A minister has issued a fresh warning to workers that they cannot expect pay rises to keep up with the soaring cost of living.
His intervention came after the Bank of England stated inflation is set to hit 11 per cent in the autumn as it hiked interest rates to 1.25 per cent – the fifth successive rise.
Mr Clarke said it was essential to prevent expectations of wage rises matching increasing prices becoming “baked in”, driving inflationary pressures.
“There isn’t an automaticity between inflation and pay settlements and we need to be very careful to avoid fuelling an inflationary spiral in a way which actually is to everyone’s detriment if we allow it to run away from us,” he told the BBC.
“That is what the governments of the 1970s failed to address. If we end up in a world where we are saying all settlements try to match inflation or even exceed it then we are in a position where we are actually creating the conditions whereby those expectations become baked in, become self-fulfilling.
“That is the inflationary risk.”
On Thursday, Communities Secretary Michael Gove warned the economy faced a “painful” adjustment as the Government and the Bank try to “squeeze” inflation out of the system.
Mr Clarke made clear that public sector pay rises would need to be held in check and that ministers would be looking closely at the recommendations of the pay review bodies over the coming weeks.
“We are very far away from a world here of a public sector pay freeze. That is not what we are doing now,” he said.
“We are looking very carefully at what the pay review bodies are sending through to us. The early signs are encouraging.
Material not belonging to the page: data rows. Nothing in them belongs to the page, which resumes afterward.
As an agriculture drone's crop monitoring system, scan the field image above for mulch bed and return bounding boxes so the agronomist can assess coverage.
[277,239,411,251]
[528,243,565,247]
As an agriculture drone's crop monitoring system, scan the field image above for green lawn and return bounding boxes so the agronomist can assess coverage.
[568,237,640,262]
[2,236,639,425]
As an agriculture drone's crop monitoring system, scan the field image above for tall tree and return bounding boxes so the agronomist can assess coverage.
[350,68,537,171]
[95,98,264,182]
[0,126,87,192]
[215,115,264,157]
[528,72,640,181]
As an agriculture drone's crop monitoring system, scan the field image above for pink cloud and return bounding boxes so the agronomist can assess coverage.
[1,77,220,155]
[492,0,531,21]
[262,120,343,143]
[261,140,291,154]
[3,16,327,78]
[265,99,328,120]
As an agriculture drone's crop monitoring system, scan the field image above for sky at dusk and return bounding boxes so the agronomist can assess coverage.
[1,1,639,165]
There is sensible progress being made.
“We will have to wait for the full readout of those negotiations but when that concludes in a few weeks time I think a lot of workforces will see they are getting good pay offers and that is to be welcomed.”
His warning came as 40,000 rail workers were expected to bring much of the country to a halt with a series of one-day strikes in support of a wage increase to keep up with prices.